Sony is turning to the open market to raise money for a new expansion, the company announced yesterday. The plan is to raise 150 billion yen (about $1.9 billion) by selling 5-year convertible bonds, its first such sale since 2003, reports Bloomberg. Of the cash, 60 billion will be used to invest in CMOS image sensor production (separate from its investment in June), another 60 billion will repay debts from its Gaikai and Olympus share acquisitions, and 30 billion will repay other bonds that are coming due next year.
Constrained by a low credit rating
Last week, Moody’s cut Sony’s credit rating to near-junk status and an analyst at Fisco Ltd. postulated to Bloomberg that the company didn’t have much of a choice about how to raise capital. "Its credit ratings have been cut and an equity finance would lead the shares to decline because of the dilution," he said. Nikkei reports that Sony also considered ordinary bonds but was constrained by its poor credit rating. It's also telling that the cash injection isn’t coming from the Sumitomo Mitsui Financial Group, Sony’s largest individual shareholder.
If everyone converts, existing shares are worth 16 percent less
The convertible bonds mature in 2017 and give holders the option to convert their investment to stock at the price of ¥957 a share --- a ten percent premium over Wednesday's closing price. Investors get the potential upside of turning their bonds to shares if Sony does well, but are less exposed to the downside risk of a fall in share price. The market didn’t take kindly to the news, though, with Sony’s share price dropping to a 32 year low. If all of the new convertible bonds are exchanged for stock, the extra 156 million or so shares will dilute shareholders’ existing investments by around 16 percent.

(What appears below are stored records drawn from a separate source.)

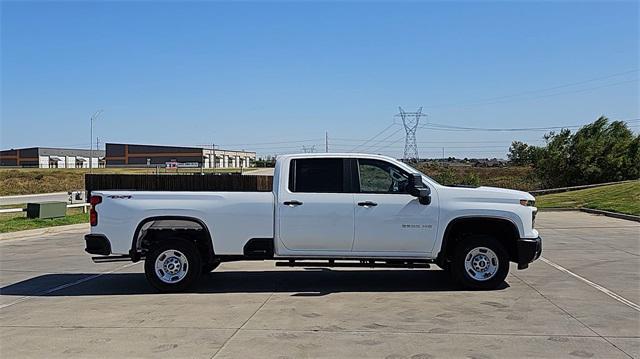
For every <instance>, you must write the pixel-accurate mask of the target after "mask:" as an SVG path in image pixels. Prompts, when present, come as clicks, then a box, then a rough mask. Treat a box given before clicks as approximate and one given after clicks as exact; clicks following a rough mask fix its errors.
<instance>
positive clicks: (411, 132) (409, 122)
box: [396, 107, 425, 163]
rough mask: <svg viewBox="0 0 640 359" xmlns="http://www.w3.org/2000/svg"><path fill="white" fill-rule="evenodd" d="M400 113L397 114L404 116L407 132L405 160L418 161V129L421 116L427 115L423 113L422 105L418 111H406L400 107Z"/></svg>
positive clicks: (406, 161)
mask: <svg viewBox="0 0 640 359" xmlns="http://www.w3.org/2000/svg"><path fill="white" fill-rule="evenodd" d="M398 108H399V109H400V113H399V114H397V115H396V116H400V117H401V118H402V124H403V125H404V131H405V133H406V135H405V139H404V161H406V162H416V163H417V162H418V160H419V159H420V157H419V156H418V145H417V143H416V129H418V124H419V123H420V117H422V116H425V114H423V113H422V107H420V108H419V109H418V111H416V112H405V111H404V110H403V109H402V107H398Z"/></svg>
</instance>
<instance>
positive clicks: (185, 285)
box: [144, 238, 202, 292]
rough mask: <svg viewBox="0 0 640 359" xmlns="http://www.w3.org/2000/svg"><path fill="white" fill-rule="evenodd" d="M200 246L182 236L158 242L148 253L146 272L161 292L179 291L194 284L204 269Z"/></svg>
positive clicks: (146, 276)
mask: <svg viewBox="0 0 640 359" xmlns="http://www.w3.org/2000/svg"><path fill="white" fill-rule="evenodd" d="M201 263H202V262H201V259H200V254H199V253H198V248H197V247H196V246H195V245H194V244H193V243H192V242H190V241H187V240H185V239H181V238H167V239H166V240H163V241H161V242H158V243H157V244H156V245H155V246H154V247H153V248H152V249H151V250H150V251H149V253H148V254H147V257H146V259H145V262H144V272H145V275H146V277H147V280H148V281H149V283H151V285H152V286H154V287H155V288H156V289H158V290H159V291H161V292H179V291H182V290H185V289H186V288H188V287H189V286H191V285H193V284H194V283H195V282H196V281H197V280H198V278H199V277H200V273H201V271H202V264H201Z"/></svg>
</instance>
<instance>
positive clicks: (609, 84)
mask: <svg viewBox="0 0 640 359" xmlns="http://www.w3.org/2000/svg"><path fill="white" fill-rule="evenodd" d="M638 71H640V69H633V70H628V71H622V72H618V73H614V74H610V75H606V76H600V77H595V78H591V79H588V80H583V81H578V82H571V83H566V84H562V85H557V86H552V87H547V88H543V89H537V90H527V91H522V92H518V93H515V94H511V95H503V96H496V97H488V98H484V99H479V100H477V101H473V102H466V103H448V104H440V105H432V106H426V107H427V108H441V107H465V106H475V105H487V104H493V103H504V101H500V100H504V99H510V98H514V97H522V96H526V95H528V94H535V93H540V92H546V91H551V90H557V89H561V88H566V87H571V86H577V85H582V84H586V83H590V82H595V81H600V80H606V79H609V78H613V77H618V76H621V75H626V74H630V73H634V72H638ZM633 81H637V80H632V81H623V82H618V83H612V84H607V85H604V86H597V87H593V88H589V89H586V90H591V89H597V88H601V87H608V86H614V85H617V84H621V83H626V82H633ZM584 90H585V89H581V90H577V91H578V92H580V91H584ZM564 93H567V92H563V93H558V94H564ZM569 93H570V92H569ZM558 94H554V95H552V96H556V95H558ZM545 96H549V95H545ZM543 97H544V96H543ZM496 101H497V102H496Z"/></svg>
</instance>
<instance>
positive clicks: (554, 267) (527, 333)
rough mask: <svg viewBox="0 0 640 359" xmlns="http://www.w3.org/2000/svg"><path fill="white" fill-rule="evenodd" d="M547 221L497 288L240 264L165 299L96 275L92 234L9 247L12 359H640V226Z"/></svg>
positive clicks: (39, 240) (263, 264) (412, 274)
mask: <svg viewBox="0 0 640 359" xmlns="http://www.w3.org/2000/svg"><path fill="white" fill-rule="evenodd" d="M537 222H538V227H539V229H540V232H541V234H542V235H543V236H544V240H545V242H544V253H543V256H544V258H545V259H546V262H544V261H538V262H536V263H534V264H533V265H532V266H531V267H530V268H529V269H528V270H525V271H517V270H515V266H513V267H512V272H511V274H510V275H509V277H508V278H507V281H506V285H505V286H504V288H503V289H501V290H496V291H488V292H472V291H463V290H460V289H459V288H456V287H455V286H454V285H452V284H451V283H450V281H449V280H448V278H447V277H446V276H445V275H444V273H443V272H442V271H440V270H437V269H433V270H405V269H395V270H388V269H375V270H368V269H353V270H350V269H344V270H343V269H339V270H338V269H304V268H300V269H290V268H280V267H279V268H276V267H274V266H273V263H272V262H236V263H225V264H223V265H222V266H221V267H220V268H219V269H218V270H216V271H215V272H214V273H212V274H210V275H207V276H205V278H204V279H203V280H202V281H201V283H200V284H199V285H198V286H197V287H196V288H195V289H194V290H193V291H191V292H190V293H183V294H156V293H154V292H153V290H152V289H151V288H150V286H149V285H148V284H147V283H146V280H145V278H144V275H143V274H142V265H141V264H140V263H138V264H131V263H128V262H123V263H105V264H99V265H98V264H93V263H92V262H91V260H90V259H89V256H88V255H85V254H84V252H83V244H84V243H83V240H82V234H83V233H84V230H83V229H77V230H71V231H68V232H64V233H53V234H47V235H45V236H43V237H40V238H27V239H22V240H8V241H2V242H0V253H1V255H0V287H1V290H0V294H1V295H0V355H1V356H3V357H7V358H9V357H82V358H86V357H123V356H126V357H173V358H187V357H188V358H196V357H198V358H199V357H202V358H212V357H215V358H247V357H267V358H276V357H280V358H282V357H290V358H298V357H323V358H361V357H367V358H436V357H475V358H493V357H510V358H514V357H518V358H519V357H547V358H557V357H569V358H590V357H594V358H595V357H606V358H629V357H640V312H639V311H638V310H637V309H636V308H634V307H633V306H632V305H630V304H628V303H626V304H625V303H624V302H623V301H621V299H620V298H622V299H624V300H627V301H628V302H629V303H632V304H640V258H639V257H640V224H638V223H636V222H630V221H624V220H618V219H613V218H608V217H603V216H595V215H590V214H586V213H580V212H543V213H540V215H539V218H538V220H537ZM552 264H553V265H552ZM554 265H555V266H554ZM558 268H562V269H564V270H566V271H564V270H561V269H558ZM581 278H582V279H581ZM583 279H584V280H583ZM585 280H586V281H585ZM589 282H590V283H593V284H596V285H597V286H593V285H590V284H589ZM607 291H609V293H607ZM611 294H615V295H616V296H618V297H616V296H612V295H611ZM616 298H617V299H616Z"/></svg>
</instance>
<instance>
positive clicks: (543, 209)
mask: <svg viewBox="0 0 640 359" xmlns="http://www.w3.org/2000/svg"><path fill="white" fill-rule="evenodd" d="M539 210H540V211H541V212H569V211H579V212H585V213H590V214H598V215H601V216H607V217H612V218H618V219H624V220H627V221H634V222H640V216H634V215H632V214H624V213H617V212H610V211H603V210H601V209H592V208H540V209H539Z"/></svg>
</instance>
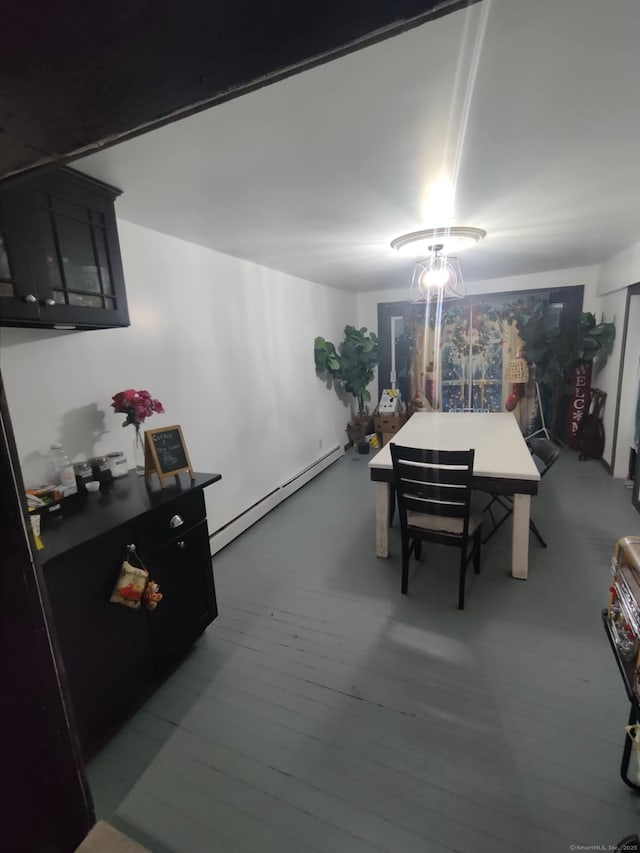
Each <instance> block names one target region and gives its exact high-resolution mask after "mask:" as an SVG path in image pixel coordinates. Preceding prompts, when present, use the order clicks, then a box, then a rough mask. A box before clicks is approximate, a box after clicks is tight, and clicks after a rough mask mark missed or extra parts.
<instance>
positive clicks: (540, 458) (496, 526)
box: [482, 438, 560, 548]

In recent years the imaging division has been one of Sony’s top performers, and was identified by CEO Kazuo Hirai as one of the company’s pillars for future growth when he took the reins in April. The proliferation of camera phones and corresponding drop in point and shoot sales have hurt Sony’s Cyber-shot line, but it remains a strong competitor in other arenas with its NEX line of mirrorless cameras, its more DSLR-like Alpha line, its professional cinema gear, and its expanding medical imaging business. During the Q&A following Sony’s recent Q2 earnings call, CEO Hirai reinforced the benefits of the division's diversified nature, pointing out that the company makes money both from the cameras it manufacturers and the sensors it produces for competitors’ products, including smartphone cameras.